# Cross correlation exercise

This exercise focuses on the use of cross correlation of similar waveforms. The first example uses the cross correlation to enhance the pick of a seismic onset.

In signal processing, cross-correlation is a measure of similarity of two series as a function of the displacement of one relative to the other. This is also known as a sliding dot product or sliding inner-product. It is commonly used for searching a long signal for a shorter, known feature. In seismology cross-correlation is used to compare seismograms from the same event recorded at different stations. It can give information about differences due to longer wave distances or different wave paths. 
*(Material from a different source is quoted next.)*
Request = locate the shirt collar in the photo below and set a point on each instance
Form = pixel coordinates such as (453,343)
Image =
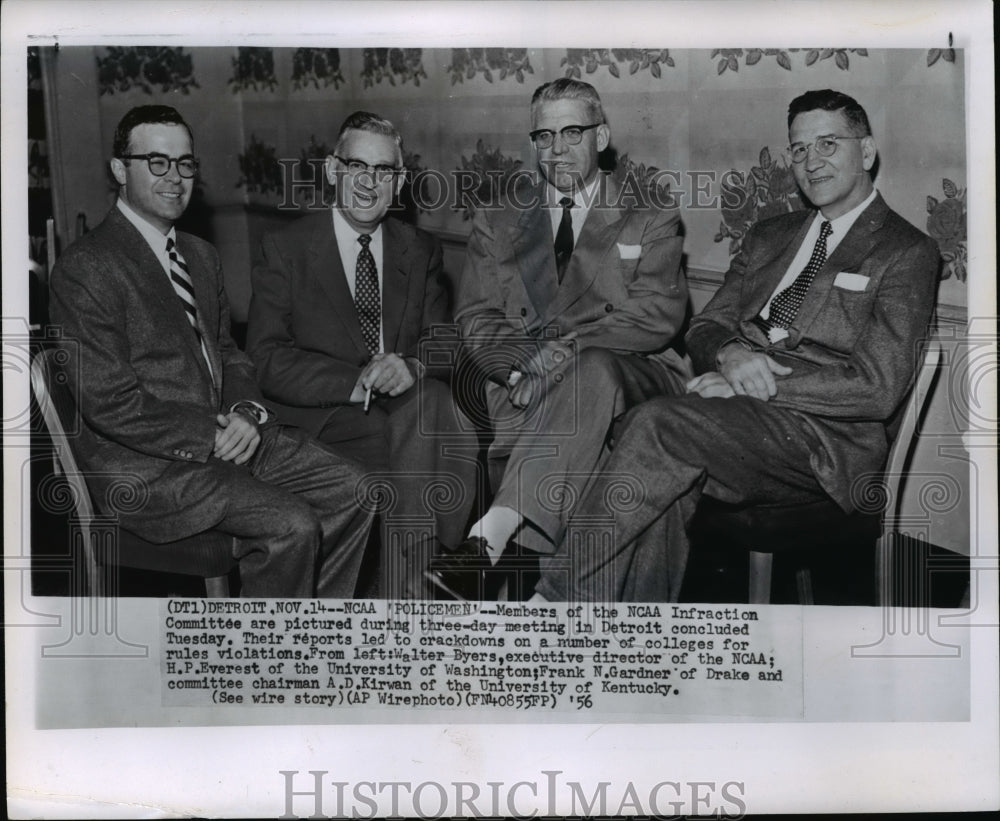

For seismograms recorded at two Stations (1,2), the cross-correlation is defined as

$$\begin{equation}  f_{21}(t)=\int_{- \infty}^\infty f_2(\tau)f_1(\tau + t)d\tau \end{equation} $$

where $t$ is the displacement, also known as lag.

In the frequency range the equation is

\begin{equation}
  F_{21}(\omega)=F_2(\omega)F_1^\ast (\omega) \quad.
\end{equation}

$F_1^\ast $ denotes the complex conjugate of $F_1$. In an autocorrelation, which is the cross-correlation of a signal with itself, there will always be a peak at a lag of zero, and its size will be the signal energy. Furthermore, the definition of correlation always includes a standardising factor in such a way that correlations have values between âˆ’1 and +1.

As an example, consider two real valued functions $f_1$ and $f_2$ differing only by an unknown shift along the x-axis. One can use the cross-correlation to find how much $f_2$ must be shifted along the x-axis to make it identical to $f_1$. The formula essentially slides the $f_2$ function along the x-axis, calculating the integral of their product at each position. When the functions match, the value of $f_{21}(t)$ is maximized.

We will use this to detect the nuclear weapons tests of the DPRK (North Korea) in the recordings of station BUG. The largest event from Sep. 3, 2017 is used as template event.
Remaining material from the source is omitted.